ATP Site Ligands Determine the Assembly State of the Abelson Kinase Regulatory Core via the Activation Loop Conformation

  • J Am Chem Soc. 2018 Feb 7;140(5):1863-1869. doi: 10.1021/jacs.7b12430.
Rajesh Sonti  1 Ines Hertel-Hering  1 Allan Joaquim Lamontanara  2 Oliver Hantschel  2 Stephan Grzesiek  1
Affiliations
  • 1. Focal Area Structural Biology and Biophysics, Biozentrum, University of Basel , CH-4056 Basel, Switzerland.

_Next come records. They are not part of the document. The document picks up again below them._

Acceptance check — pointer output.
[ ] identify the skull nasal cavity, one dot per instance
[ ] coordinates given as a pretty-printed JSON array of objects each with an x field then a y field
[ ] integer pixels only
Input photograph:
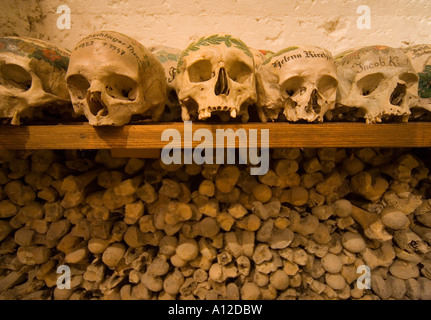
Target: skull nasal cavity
[
  {"x": 398, "y": 94},
  {"x": 313, "y": 104},
  {"x": 96, "y": 105},
  {"x": 221, "y": 86}
]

  • 2. Swiss Institute for Experimental Cancer Research (ISREC), School of Life Sciences, École Polytechnique Fédérale de Lausanne (EPFL) , 1015 Lausanne, Switzerland.
Abstract

The constituent SH3, SH2, and kinase domains of the Abl kinase regulatory core can adopt an assembled (inactive) or a disassembled (active) conformation. We show that this assembly state strictly correlates with the conformation of the kinase activation loop induced by a total of 14 ATP site ligands, comprising all FDA-approved Bcr-Abl inhibiting drugs. The disassembly of the core by certain (type II) ligands can be explained by an induced push on the kinase N-lobe via A- and P-loop toward the SH3 domain. A similar sized P-loop motion is expected during nucleotide binding and release, which would be impeded in the assembled state, in agreement with its strongly reduced kinase activity.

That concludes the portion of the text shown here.